A volcano of oil is flowing,
and we believe in it,
and call it our innocence.
We admire ourselves

amongst ourselves, not denying
the derisory squeals
into which our avatars
plunge.

It is one thing to passively watch the volcano of oil flowing and another to create a belief system out of that disaster, to deify it. The volcano—which is representative of Walsh’s imagery, charged with political significance by simple diction—erupts with a criticism of those who not only claim innocence, but find self-admiration in that false claim, and have the privilege of avoiding any discussion of consequence. Switching from the first-person singular pronoun—used in this and other poems to signify the positions of the witness (“I will write this as it occurs”) and the visionary prophet (“as the golden / poem ‘I am breathing,’ the moaning of / the I who meets the eye”)—the plural “we” includes the poet in the collective that is both culpable for this calamity and susceptible to its consequences.

Innocence navigates different temporal terrains, which often collapse into each other beautifully. This is the case in “Forecast,” which invokes the familiar definitions of its noun-verb title (the meteorological prediction and the broader prognosis of the future) as well as the ways in which the process of forecasting has changed during this highly mechanized moment of our “world, // this hybrid machine.” The poet asks, and finds it difficult to estimate, what, if anything, we will feel in the future, if we are already “without figure, between oneself” and “with dim dis- / connectedness.” A beam of light interrupts this questioning and provides alternative futures:

The light that spills
through the window is warm,
& crushes this image,
& with a careful human

glance embeds its name in the dark,
then swallows us whole.
What follows from this
expands as a feeling arises:

that you will meet me on that ground, or find me
before one order
of feeling folds into its brethren,
fact of that ugly future, sunlight
over the bed with stillness & broken glass.

Enacting a kind of violence against this “dim dis- / connectedness,” like an animal that crushes and swallows its prey, the light restores a sense of humanity and moves us to imagine a future in which a “you” coexists with a “me”—but this vision of companionship and intimacy is unstable. The line breaks, immaculately placed, produce the dread of the unknowable. What happens if you don’t “find me / before one order / of feeling folds”? What is this other, threatening “ugly future” characterized by “stillness” and brokenness?
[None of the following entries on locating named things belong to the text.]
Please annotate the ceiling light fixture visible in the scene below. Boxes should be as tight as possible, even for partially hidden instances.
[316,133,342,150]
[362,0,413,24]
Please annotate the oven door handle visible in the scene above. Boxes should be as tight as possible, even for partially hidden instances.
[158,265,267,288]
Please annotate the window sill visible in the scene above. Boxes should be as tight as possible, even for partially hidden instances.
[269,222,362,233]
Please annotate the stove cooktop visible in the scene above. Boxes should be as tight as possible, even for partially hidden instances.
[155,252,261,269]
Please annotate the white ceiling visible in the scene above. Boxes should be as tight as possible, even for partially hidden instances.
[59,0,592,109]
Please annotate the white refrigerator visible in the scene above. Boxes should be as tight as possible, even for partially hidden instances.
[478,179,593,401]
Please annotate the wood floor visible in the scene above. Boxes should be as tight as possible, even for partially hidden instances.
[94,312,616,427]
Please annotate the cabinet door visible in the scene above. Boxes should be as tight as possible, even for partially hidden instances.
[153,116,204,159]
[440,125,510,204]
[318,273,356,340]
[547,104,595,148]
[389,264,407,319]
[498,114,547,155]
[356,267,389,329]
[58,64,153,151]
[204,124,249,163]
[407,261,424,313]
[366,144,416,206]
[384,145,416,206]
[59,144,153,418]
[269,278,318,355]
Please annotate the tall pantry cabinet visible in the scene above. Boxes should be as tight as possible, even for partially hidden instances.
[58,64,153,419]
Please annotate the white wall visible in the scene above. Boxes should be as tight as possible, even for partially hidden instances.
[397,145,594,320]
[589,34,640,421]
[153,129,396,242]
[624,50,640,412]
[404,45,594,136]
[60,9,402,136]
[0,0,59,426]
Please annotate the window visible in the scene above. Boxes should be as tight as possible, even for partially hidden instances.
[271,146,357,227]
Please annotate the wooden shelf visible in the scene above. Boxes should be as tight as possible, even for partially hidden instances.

Despite this sense of instability and threat, Innocence is a collection that insists on renewal, even if it is born of destruction. In the third and final section of the book, the almost fifty-page poem “Wild News” is an epic inversion of the biblical “Good News.” Starting from “the actual beginning,” not the beginning that we have been told, the poem rewrites our story into a sprawling fable that is broadly about relationality:

                                                      [ … ] How after fusing
Together the bones of the thing

The house will accept the wind
Into this creatured dream in which we’ll find each other

Well-drawn & alive, real copies
Of those things we remember

The fusing that leads to the feeling of togetherness, the reconciliation of the house with the wind, the unification in the dream, even the use of the ampersand logogram instead of the word “and”: all these elements point to a life in which connections matter. Connections—which are everywhere in the poem, as threads, branches, strings, attachments, networks, and linked edges—are the bedrock in the metaphor of the house. “It is good to find nothing,” the poet writes by the end, “where everything was.”

Readers will find a heap of broken (yet related) images to challenge and intrigue them in Walsh’s debut collection. This allusion to Eliot is not accidental. Walsh writes about his wasteland and its stony rubbish with Eliot’s same intricate, multiscalar vision, often with formal exactness like that of Jorie Graham’s environmental poetry, and with a profound suggestiveness and range that go back to Du Fu himself. Debut poetry collections are not usually this ambitious with what they pursue and how, but when they are ambitious, they are often only that. Innocence is as ambitious as it is carefully crafted, piercing with its emotion and intelligence. This collection’s warnings will make us lose sleep—even as it soothingly turns off the light.